One of the most effective ways for a physical therapist to help with identifying is taking a comprehensive history of the patient. Risk factors for a DVT in the lower extremity include:1

  • Immobilization
    • Bedrest – sedentary lifestyle
    • Long periods of travel
    • Fracture stabilization
  • Injuries to the leg
  • Increased age
  • Infections and inflammatory diseases
  • Pregnancy and individuals taking oral contraceptives
  • Cancer
  • Smoking
  • Obesity
  • Thrombocytosis
  • Orthopedic patients
    • Post op hip or knee

By taking a comprehensive history, we can identify if the person has risk factors and is at a higher risk for developing a DVT. After taking a comprehensive history it is time to perform the physical exam. Common signs and symptoms of a DVT include:2

  • Pain, swelling, tenderness along the distribution of the deep leg vein
  • Erythematic skin (redness)
  • Cyanosis
  • Positive Homans sign (dorsiflex ankle and squeeze calf)
    • Positive if painful
    • Not specific
  • Wells Clinical Prediction Rule
    • A list of questions that help rule in or rule out a DVT

As physical therapist, we have the knowledge to make clinical decisions that help keep our patients safe. It is our duty to identify these risks and physical signs and symptoms.

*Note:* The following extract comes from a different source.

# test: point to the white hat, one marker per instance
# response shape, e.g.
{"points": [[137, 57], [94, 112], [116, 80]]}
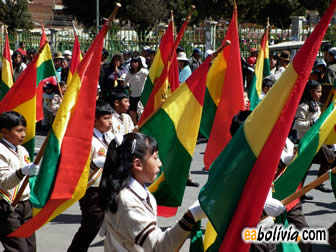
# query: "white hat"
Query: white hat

By taking a comprehensive history, listening to the patient, providing a thorough physical examination, and using our clinical expertise and judgment, we can help our patients even more by referring them back to the doctor or a specialist.

 

Sources:

  1. Hillegass EA. Essentials of Cardiopulmonary Physical Therapy. 3rd ed. St. Louis, MO: Elsevier/Saunders; 2011.